The girl I am today is choosing you. So in the end, does it really matter?”

He
rolls me and slips into me, easy and effortless. I gasp a little. It never
fails to surprise me, how ready he always is. Slow, lazy thrusts have me
arching silently against him, and he leans down. I tilt my head for a kiss, but
he murmurs into my ear. “In my shitty apartment, after a gig at Barrie’s.
That’s the first time I took you to bed. We had been fighting about the secrets
you were keeping, and that night everything changed.” He twists, taking me with
him as he rolls to his back and I gasp, bracing my hands on his chest as I
settle on top of him. “And in the rain. We were camping, and it was raining.
And you were dancing in it, like a little girl. We made love in a field, with
the rain all around us, and you riding me, and I told you then, because I
couldn’t stand another minute without you knowing that I loved you. That I will
always love you. You’re it for me, Fish. The sea and the air I breathe and
every fucking thing that matters.”

I
shatter, gasping his name as the orgasm reaches up and pulls me under, a
crashing wave of sensation that begins and ends in him and the steady push and
pull of him.

He
keeps thrusting, and I lean down, kissing him, grinding against him until he
pants my name, his body shaking as he comes.

We
lie still for a long moment, wrapped around each other, breathing with each
other. “I love you, Fish,” he whispers. “Always have. Always will. You
remembering that won’t change a damn thing for me.”

 

***

 

Lindsay
is in the living room when I come downstairs the next day, and her gaze when it
lands on me is miserable. It dims the quiet glow that I’ve been feeling since
last night.

I
make two cups of coffee, dumping too much sugar and milk into hers.

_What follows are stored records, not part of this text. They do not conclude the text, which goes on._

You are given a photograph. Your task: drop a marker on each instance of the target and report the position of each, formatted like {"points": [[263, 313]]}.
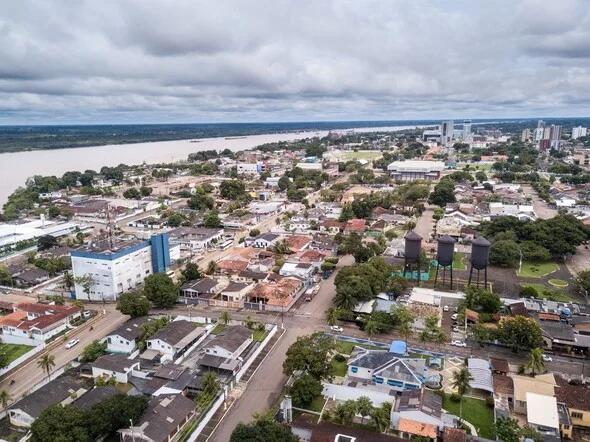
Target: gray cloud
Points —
{"points": [[272, 60]]}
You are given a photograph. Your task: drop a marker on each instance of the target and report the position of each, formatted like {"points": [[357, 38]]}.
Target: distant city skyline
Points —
{"points": [[278, 61]]}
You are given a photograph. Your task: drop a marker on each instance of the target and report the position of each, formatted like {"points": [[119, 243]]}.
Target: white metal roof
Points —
{"points": [[542, 410]]}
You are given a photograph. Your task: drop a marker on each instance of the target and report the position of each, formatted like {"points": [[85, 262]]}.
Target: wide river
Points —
{"points": [[16, 167]]}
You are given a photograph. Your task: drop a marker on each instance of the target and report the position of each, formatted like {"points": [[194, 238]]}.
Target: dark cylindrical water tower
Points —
{"points": [[413, 246], [444, 257], [480, 254], [412, 249]]}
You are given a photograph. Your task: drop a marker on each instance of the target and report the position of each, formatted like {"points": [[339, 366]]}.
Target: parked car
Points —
{"points": [[72, 343]]}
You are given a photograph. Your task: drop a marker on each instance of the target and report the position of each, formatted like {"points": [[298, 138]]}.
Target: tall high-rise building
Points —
{"points": [[446, 133], [466, 130], [555, 132], [578, 132]]}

Grab a
Pop-Tart and go back to the living room. I put her coffee in front of her, and
curl on the other edge of the couch. Tear open the Pop-Tarts and hand her one.

“Is
that something you remembered or something that’s muscle memory?” she asks,
taking the sugary cardboard.

I
shrug. “Let’s split the difference and call it a day.”

She
snorts. I hide my smirk behind my coffee and study her. “So let’s talk about
you.” Her eyes go careful and guarded and I make a noise in the back of my
throat. “Don’t. Don’t do that ice queen bullshit,
Linds
.
I’m here because I’m worried about you. So talk to me.”

“You’re
here because Rike is hot and the sex is phenomenal. Don’t delude yourself.”

“The
sex
is
phenomenal,” I say with
feeling and she giggles. A real noise that strings hope along me like fireworks.

“Tell
me about the wedding,” I say.

Tears
fill her eyes and she shakes her head. “I can’t, Peyton.”

“I’m
not asking for much, sugar. What colors were you using?”

“Teal
and black. My dress was white with a light teal lace overlay and black accents.
It was so damn gorgeous.” Her voice cracks and for just a second, I think she’s
going to give in. Let me in. Tell me everything that she’s been keeping bottled
up and secret. But she takes a sip of her coffee, fighting to get control, and
she gives me a watery smile. “It doesn’t matter. It’s over.”

“Why?”
I whisper. “Fuck, Lindsay, he
loves
you.
The kind of crazy, stop-the-world-from-spinning love that people only dream
about. Why on earth are you walking away from that?”

“Because
it’s the kind of love that stops the world from spinning. And if the world
stops spinning, it dies. I don’t want him to get this close to having it all,
and then throw it away to take care of a cripple who can’t be what he needs. I
refuse to be the reason he doesn’t get his dreams.”

I
stare at her, stunned by the fierce passion in her voice. By the pure belief
that she’s right.

There
isn’t a way to convince her that she isn’t. And she isn’t walking away because
she doesn’t love him. Which makes it so much more difficult.

She’s
walking away because she loves him too much.